When the Prime Minister during the debate organised by The Times last Tuesday was asked who started the mudslinging in the campaign, to his credit he did not respond by pointing the finger to the other side. Obviously it is not just Malta that belongs to us all!
The problem is that people are no longer being shocked when politicians lie about each other or when they blow up small incidents leading them to make serious accusations against each other. Neither are they shocked when they hear of corruption and graft in our society. When accusations are made against a person in the opposing political camp and who is perceived to have negative attributes, some accept even the wildest accusations as if they were the gospel truth, so long as they attack the other side, of course. Has our society become immune to the serious loss of values that we perceive around us today?

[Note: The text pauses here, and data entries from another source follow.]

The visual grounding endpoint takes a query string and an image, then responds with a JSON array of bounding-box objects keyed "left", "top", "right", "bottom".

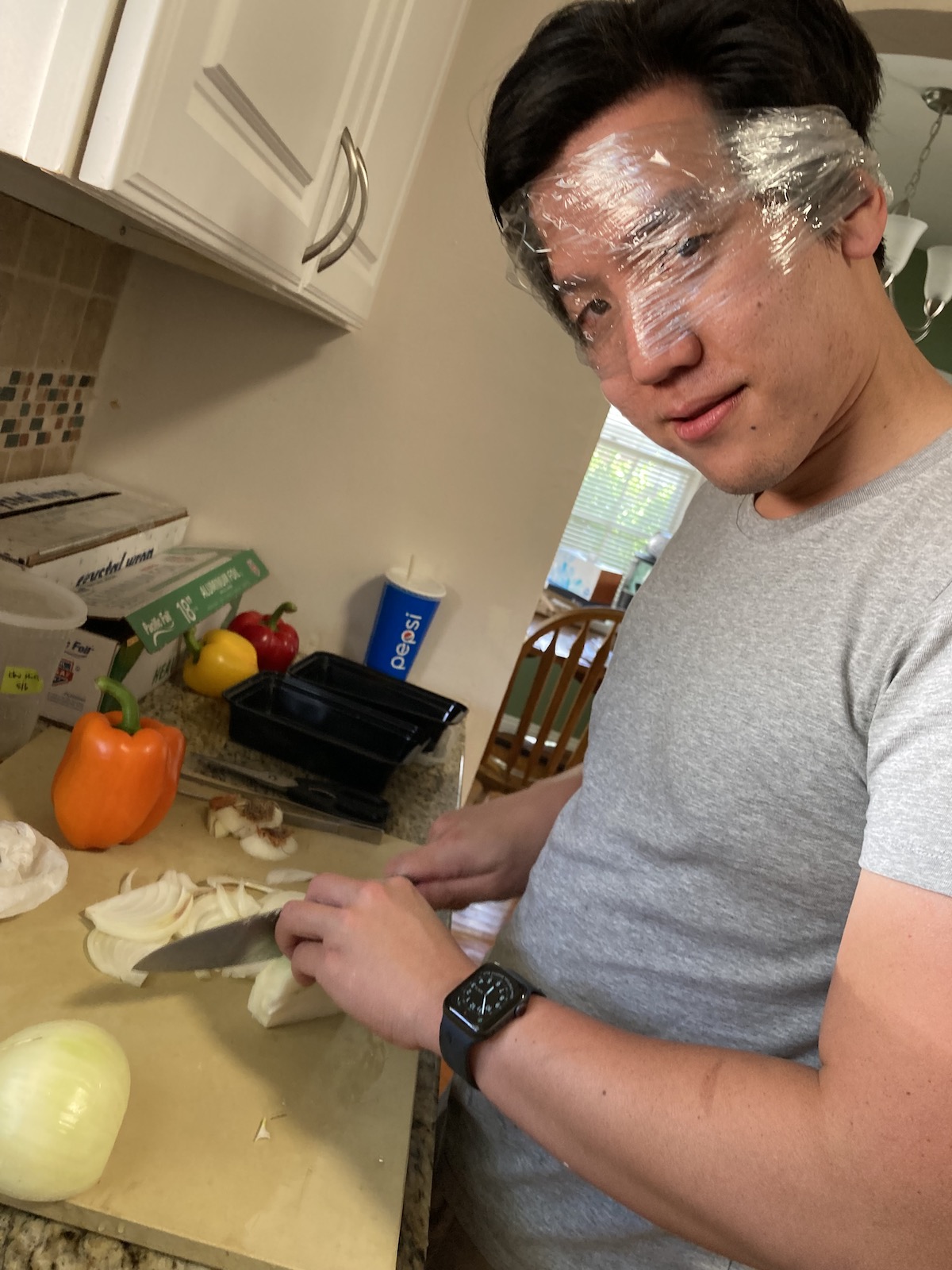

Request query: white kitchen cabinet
[
  {"left": 0, "top": 0, "right": 119, "bottom": 174},
  {"left": 71, "top": 0, "right": 467, "bottom": 326}
]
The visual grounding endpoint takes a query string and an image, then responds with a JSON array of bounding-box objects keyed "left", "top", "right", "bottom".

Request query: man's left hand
[{"left": 275, "top": 874, "right": 474, "bottom": 1053}]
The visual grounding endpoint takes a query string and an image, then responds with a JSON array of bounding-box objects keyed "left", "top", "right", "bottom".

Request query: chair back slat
[{"left": 476, "top": 608, "right": 624, "bottom": 794}]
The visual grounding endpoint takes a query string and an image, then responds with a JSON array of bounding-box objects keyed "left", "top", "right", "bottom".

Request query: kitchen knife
[
  {"left": 133, "top": 910, "right": 281, "bottom": 970},
  {"left": 184, "top": 754, "right": 390, "bottom": 828}
]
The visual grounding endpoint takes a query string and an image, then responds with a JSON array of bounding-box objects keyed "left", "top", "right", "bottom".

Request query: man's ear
[{"left": 839, "top": 186, "right": 889, "bottom": 260}]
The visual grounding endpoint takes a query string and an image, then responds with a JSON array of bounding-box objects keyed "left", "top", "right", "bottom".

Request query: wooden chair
[{"left": 470, "top": 608, "right": 624, "bottom": 802}]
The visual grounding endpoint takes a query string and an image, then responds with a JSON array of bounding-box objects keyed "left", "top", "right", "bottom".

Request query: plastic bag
[{"left": 0, "top": 821, "right": 70, "bottom": 918}]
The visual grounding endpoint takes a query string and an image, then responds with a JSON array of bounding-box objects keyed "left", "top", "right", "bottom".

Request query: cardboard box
[
  {"left": 40, "top": 548, "right": 268, "bottom": 724},
  {"left": 0, "top": 472, "right": 188, "bottom": 591},
  {"left": 546, "top": 548, "right": 622, "bottom": 606}
]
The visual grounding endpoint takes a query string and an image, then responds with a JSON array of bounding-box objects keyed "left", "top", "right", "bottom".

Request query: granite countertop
[{"left": 0, "top": 679, "right": 466, "bottom": 1270}]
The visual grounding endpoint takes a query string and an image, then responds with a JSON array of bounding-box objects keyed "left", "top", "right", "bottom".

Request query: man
[{"left": 278, "top": 0, "right": 952, "bottom": 1270}]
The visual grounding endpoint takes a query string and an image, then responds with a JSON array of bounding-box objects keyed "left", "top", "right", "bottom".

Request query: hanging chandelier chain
[{"left": 903, "top": 110, "right": 947, "bottom": 206}]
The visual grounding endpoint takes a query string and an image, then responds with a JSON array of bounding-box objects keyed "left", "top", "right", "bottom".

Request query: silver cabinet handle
[
  {"left": 301, "top": 129, "right": 363, "bottom": 264},
  {"left": 317, "top": 150, "right": 370, "bottom": 273}
]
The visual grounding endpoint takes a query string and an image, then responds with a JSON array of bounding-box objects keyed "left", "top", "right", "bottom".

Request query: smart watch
[{"left": 440, "top": 961, "right": 544, "bottom": 1090}]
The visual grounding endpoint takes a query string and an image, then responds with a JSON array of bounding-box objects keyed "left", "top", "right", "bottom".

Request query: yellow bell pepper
[{"left": 182, "top": 630, "right": 258, "bottom": 697}]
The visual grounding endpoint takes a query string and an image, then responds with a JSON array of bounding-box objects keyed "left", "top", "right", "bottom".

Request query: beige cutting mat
[{"left": 0, "top": 729, "right": 416, "bottom": 1270}]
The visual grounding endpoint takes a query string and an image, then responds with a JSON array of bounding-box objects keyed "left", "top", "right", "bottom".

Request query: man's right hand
[{"left": 386, "top": 767, "right": 582, "bottom": 908}]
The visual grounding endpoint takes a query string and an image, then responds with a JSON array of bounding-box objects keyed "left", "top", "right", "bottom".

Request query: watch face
[{"left": 447, "top": 967, "right": 522, "bottom": 1033}]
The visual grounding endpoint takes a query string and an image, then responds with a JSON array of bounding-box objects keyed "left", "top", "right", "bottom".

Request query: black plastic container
[
  {"left": 222, "top": 672, "right": 421, "bottom": 794},
  {"left": 287, "top": 652, "right": 467, "bottom": 751}
]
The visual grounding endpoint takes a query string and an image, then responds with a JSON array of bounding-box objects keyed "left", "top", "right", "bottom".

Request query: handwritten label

For me, character assassination is the most repugnant of political tactics, but no one ever said how shameful this behaviour is. It was the mocking of the ‘Tal-Ajkla’ candidate that made the grade. Having been the victim of two obscene character assassinations perpetrated in 1996 and 2008 by the Labour media that seemed to have a predilection for this sort of ‘sport’, I have a pretty good idea on how other victims feel.
I think that character assassination is disgraceful, and can never condone it, irrespective of which side of the political divide it is coming from. I cannot understand how some people condemn it when it comes from one side and wallow in it when it comes from the ‘opposite’ side. The fact that this dirty tactic is no longer the monopoly of one side but has been openly adopted also by the other saddens me no end.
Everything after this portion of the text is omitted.